This morning’s judgment from the Supreme Court has established that volunteers without a legally binding contract are not protected by either domestic or EU anti-discrimination law.

This case involves a HIV positive volunteer who alleged she had been prevented from continuing to volunteer at a CAB because of her disability. Given the employment tribunal’s factual decision that she did not have a contract with the CAB, the lower courts said it was clear that she was not covered by the Disability Discrimination Act. That was because protection for these purposes is limited to those working under a “contract personally to do any work”. The successor provisions in the Equality Act 2010 adopt exactly the same wording.

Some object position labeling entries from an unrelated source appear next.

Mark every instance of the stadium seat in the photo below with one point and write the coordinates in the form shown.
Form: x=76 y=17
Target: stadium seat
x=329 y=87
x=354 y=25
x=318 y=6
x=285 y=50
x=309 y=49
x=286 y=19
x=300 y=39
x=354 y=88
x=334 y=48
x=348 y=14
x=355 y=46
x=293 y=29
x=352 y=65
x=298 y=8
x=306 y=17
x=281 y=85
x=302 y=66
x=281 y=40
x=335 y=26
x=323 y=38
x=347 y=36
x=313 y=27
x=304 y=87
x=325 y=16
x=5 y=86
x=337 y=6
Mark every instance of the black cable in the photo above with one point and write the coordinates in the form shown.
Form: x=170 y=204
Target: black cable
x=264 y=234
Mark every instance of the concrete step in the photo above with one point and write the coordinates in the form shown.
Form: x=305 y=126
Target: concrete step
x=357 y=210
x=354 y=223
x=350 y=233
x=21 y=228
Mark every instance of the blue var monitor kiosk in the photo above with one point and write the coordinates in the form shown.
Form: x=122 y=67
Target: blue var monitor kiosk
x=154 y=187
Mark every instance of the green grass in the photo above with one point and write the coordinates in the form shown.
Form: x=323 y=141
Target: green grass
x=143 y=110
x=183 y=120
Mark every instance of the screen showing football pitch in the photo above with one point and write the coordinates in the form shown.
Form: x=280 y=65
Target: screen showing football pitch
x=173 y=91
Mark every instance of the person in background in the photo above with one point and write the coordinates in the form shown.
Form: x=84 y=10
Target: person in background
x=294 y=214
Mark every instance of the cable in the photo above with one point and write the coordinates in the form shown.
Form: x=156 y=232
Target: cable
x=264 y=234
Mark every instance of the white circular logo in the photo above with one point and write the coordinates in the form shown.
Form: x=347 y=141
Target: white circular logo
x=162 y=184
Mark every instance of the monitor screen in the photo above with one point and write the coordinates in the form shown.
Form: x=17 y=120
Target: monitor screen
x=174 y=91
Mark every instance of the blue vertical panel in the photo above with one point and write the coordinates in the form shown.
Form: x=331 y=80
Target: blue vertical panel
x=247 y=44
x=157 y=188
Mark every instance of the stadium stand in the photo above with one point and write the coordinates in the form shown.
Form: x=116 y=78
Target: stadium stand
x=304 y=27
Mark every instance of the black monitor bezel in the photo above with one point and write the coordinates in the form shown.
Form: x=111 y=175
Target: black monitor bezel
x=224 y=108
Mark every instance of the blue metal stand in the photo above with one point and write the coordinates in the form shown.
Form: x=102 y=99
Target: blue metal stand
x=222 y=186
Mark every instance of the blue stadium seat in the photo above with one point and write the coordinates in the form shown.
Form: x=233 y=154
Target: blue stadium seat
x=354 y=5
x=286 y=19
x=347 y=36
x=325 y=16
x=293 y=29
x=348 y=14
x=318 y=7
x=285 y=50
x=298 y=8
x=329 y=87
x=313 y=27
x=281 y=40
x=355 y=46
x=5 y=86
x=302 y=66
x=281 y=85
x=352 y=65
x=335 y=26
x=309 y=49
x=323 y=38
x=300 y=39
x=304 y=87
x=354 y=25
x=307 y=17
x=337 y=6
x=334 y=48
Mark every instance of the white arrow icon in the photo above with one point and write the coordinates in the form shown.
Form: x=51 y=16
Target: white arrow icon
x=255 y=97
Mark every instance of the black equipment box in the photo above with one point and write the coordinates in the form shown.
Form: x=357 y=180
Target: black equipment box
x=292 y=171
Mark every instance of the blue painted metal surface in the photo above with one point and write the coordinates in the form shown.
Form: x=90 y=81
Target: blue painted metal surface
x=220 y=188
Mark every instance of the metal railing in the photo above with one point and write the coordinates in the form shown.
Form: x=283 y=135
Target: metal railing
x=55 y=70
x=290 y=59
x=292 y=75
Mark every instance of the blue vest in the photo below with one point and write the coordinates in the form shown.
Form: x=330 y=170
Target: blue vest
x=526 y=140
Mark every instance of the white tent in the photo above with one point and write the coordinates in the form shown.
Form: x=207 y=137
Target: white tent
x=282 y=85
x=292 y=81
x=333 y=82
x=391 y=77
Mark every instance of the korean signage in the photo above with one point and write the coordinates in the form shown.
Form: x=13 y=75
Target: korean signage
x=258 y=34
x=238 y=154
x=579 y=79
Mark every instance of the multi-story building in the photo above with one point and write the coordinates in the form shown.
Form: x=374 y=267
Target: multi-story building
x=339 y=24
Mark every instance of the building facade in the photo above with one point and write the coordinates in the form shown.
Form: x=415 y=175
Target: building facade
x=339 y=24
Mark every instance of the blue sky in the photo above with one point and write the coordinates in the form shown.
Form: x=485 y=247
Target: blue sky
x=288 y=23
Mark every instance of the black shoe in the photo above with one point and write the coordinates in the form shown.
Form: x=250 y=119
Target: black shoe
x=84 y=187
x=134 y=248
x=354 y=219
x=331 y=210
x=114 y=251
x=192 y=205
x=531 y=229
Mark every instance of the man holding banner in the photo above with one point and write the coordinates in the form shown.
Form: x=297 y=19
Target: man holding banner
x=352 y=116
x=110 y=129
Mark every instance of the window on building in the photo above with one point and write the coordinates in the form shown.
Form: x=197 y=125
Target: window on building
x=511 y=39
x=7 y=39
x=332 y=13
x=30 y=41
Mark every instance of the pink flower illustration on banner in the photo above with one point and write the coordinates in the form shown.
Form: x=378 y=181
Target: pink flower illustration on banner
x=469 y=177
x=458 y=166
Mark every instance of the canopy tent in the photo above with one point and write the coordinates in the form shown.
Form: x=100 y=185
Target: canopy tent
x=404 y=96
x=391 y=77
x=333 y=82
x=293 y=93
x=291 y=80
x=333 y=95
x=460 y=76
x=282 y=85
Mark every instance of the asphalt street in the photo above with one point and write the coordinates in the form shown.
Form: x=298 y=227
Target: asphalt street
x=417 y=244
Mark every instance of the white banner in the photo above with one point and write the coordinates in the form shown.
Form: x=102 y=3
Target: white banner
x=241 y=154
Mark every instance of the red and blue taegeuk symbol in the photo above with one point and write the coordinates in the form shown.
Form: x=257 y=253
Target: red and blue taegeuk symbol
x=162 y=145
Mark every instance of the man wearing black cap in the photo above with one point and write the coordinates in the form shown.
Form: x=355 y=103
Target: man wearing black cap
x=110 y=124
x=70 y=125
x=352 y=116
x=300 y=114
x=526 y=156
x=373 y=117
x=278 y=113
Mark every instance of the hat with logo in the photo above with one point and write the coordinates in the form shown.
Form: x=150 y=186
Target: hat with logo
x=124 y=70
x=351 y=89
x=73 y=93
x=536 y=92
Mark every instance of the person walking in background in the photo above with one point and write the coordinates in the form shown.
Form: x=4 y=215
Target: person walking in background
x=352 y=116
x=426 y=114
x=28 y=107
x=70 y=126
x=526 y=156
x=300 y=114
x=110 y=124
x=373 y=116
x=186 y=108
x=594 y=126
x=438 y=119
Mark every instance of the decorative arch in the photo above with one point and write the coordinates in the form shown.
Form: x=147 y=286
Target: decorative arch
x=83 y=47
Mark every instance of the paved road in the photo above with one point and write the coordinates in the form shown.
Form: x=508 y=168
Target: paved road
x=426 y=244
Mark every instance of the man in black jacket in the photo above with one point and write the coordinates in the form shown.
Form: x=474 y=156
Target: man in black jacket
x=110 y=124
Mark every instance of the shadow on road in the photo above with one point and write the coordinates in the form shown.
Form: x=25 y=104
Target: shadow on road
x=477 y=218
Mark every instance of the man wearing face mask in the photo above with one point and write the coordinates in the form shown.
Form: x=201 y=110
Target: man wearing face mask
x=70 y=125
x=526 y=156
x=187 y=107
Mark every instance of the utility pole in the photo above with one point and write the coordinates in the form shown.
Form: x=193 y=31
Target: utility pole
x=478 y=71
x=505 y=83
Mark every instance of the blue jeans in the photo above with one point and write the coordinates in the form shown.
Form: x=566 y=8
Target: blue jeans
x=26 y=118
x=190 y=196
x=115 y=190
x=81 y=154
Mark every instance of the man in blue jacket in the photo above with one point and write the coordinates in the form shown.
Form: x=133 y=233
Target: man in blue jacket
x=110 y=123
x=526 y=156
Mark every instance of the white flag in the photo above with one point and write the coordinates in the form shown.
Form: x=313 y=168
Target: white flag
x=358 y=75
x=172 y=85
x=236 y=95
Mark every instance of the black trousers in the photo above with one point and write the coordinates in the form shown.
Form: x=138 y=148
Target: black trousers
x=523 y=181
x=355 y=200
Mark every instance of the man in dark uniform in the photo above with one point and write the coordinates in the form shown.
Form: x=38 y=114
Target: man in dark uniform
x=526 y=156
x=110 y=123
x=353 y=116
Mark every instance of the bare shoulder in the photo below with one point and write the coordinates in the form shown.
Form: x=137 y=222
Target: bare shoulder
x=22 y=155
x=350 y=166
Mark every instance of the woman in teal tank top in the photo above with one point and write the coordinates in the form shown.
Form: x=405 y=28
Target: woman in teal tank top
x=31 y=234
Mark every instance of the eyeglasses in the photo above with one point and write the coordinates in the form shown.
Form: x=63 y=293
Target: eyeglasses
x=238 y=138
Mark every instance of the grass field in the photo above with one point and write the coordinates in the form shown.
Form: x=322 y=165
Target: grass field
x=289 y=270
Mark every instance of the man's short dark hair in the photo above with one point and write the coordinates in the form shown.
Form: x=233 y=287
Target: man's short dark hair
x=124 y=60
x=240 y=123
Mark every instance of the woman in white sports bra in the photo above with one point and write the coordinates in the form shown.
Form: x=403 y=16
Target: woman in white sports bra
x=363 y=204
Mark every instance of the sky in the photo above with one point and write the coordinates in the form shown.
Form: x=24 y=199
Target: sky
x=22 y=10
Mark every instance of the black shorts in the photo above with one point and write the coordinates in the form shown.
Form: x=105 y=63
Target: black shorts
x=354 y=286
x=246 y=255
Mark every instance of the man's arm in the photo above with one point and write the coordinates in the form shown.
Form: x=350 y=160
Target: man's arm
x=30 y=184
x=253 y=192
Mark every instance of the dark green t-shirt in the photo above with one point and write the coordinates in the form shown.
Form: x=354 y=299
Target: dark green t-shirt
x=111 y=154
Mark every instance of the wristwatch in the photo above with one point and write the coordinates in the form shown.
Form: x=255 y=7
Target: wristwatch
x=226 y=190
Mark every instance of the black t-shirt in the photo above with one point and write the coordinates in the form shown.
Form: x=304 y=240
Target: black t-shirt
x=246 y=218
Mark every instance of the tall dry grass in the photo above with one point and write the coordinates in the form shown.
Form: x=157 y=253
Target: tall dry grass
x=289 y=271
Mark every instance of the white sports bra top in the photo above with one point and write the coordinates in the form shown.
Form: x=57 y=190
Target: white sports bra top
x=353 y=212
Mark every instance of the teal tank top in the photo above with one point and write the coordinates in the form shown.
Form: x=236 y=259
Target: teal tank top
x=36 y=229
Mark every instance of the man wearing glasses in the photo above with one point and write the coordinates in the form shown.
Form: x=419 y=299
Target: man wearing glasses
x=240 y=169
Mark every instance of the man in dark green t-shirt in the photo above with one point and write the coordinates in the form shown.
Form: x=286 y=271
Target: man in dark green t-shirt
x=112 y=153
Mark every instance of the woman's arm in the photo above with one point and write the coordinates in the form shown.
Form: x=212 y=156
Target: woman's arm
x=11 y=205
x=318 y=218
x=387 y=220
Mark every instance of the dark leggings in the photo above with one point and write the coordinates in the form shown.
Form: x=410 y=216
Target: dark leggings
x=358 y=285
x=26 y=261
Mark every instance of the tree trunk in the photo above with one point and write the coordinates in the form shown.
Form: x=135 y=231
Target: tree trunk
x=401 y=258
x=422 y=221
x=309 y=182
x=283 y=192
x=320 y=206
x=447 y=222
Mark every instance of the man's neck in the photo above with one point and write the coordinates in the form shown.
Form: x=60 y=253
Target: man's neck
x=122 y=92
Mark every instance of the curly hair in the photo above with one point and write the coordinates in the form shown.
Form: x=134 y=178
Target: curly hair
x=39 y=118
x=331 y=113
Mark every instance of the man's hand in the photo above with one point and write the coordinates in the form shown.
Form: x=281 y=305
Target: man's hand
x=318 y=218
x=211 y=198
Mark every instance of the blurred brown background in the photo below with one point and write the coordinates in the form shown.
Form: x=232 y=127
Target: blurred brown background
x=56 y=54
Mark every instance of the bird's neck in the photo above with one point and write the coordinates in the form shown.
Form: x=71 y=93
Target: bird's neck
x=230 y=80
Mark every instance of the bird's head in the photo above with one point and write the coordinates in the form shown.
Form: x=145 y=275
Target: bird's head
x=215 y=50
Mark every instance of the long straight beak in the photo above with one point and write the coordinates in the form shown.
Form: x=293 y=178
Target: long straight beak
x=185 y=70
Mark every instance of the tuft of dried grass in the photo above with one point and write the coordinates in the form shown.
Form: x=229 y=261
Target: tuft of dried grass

Before the Supreme Court the claimant focused her case on the scope of the Employment Framework Directive, which she argued was wide enough to cover volunteers like her. Her argument was rejected for a number of reasons, though they can all be seen as flowing from the history of equalities legislation, both in the UK and at EU level, which shows that it has been designed to address carefully defined situations, rather than provide protection from discrimination across the board. Ranging widely across various different language versions of the Directive and associated texts, the Supreme Court could find no evidence that there had ever been an intention to protect volunteers against discrimination, and plenty of evidence to the contrary.

While this result will be a relief to organisations like the CAB, it is important to emphasise that it rests on the decision by the employment tribunal that the claimant’s “volunteer agreement” was not legally binding. It is possible to envisage cases where a “volunteer” is able to persuade a tribunal that a binding contract did exist, perhaps because in practice the organisation involved imposed the same kind of obligations on him or her as it would on a paid worker.